HMS Assistant Professor of Medicine Simin Liu, the study’s author, said he believed the studies differed because of differing definitions of “overweight.” In the WHS study, a woman was considered overweight if her BMI (total body fat), was above 25, which is the lower limit of an overweight categorization as defined by the National Institute of Health.

The NHS study, though, used a BMI of 27 to define an overweight person. HMS Assistant Professor of Medicine Frank B. Hu, the study’s author, said this was because 27 is the median BMI for overweight people. He added that his findings on dietary magnesium intake were independent of BMI and would not have changed with a different BMI index. He defended his study as the more accurate study because of the larger pool of participants in the NHS group.

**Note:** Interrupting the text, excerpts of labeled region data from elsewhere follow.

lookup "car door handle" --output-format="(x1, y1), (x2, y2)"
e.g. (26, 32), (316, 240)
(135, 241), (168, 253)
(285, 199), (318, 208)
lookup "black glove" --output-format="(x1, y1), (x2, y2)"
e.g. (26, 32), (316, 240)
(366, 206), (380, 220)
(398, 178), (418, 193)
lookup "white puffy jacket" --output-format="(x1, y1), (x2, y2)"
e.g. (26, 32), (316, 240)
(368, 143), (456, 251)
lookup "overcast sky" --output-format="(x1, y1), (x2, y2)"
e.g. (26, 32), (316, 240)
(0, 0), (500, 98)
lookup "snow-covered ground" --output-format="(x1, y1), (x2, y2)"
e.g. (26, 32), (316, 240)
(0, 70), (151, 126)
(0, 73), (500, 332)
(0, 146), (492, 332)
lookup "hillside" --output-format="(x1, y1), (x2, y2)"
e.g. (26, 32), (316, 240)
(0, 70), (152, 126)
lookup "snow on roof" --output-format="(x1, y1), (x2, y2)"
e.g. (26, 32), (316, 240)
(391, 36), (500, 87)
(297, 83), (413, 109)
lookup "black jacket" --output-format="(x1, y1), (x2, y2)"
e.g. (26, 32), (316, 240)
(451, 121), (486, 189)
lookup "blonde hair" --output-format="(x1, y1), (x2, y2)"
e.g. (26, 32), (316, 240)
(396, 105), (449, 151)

In spite of these disagreements, both studies agreed that the general population would benefit from increased dietary magnesium intake, and that Americans generally fall short of the recommended levels of magnesium rich foods in their diet. This has been one factor suggested as a cause of the increasing cases of type II diabetes in the population.

A previous Harvard study, published in the Journal of the American College of Nutrition, suggested that higher dietary magnesium intake may reduce the risk of developing type II diabetes, because women with higher magnesium consumption tend to have greater insulin sensitivity. Decreased insulin sensitivity, also called insulin fasting, is the immediate cause of type II diabetes.

“The primary concern here is not which group is affected the most,” Hu commented“Whether you are overweight or obese or not, you need enough magnesium.”

Magnesium Supplements Do Not Have This Same Effect

Even while magnesium rich foods have shown a positive effect in preventing diabetes, the studies further found that multivitamins and other magnesium supplements have not shown similar effects.

“The NHS study didn’t show any supplemental effect of magnesium, only of magnesium-rich foods,” said Dr. Liu.

“This suggests that there may be something else in those foods that works with magnesium to reduce diabetes risk. For now, I can only recommend foods that are rich in magnesium.”

Magnesium rich foods include whole grains, nuts, and green leafy vegetables, broccoli, tofu and other items.

Hu and Liu both agreed there should be continued research to better determine the effects of magnesium and magnesium supplements on type II diabetes.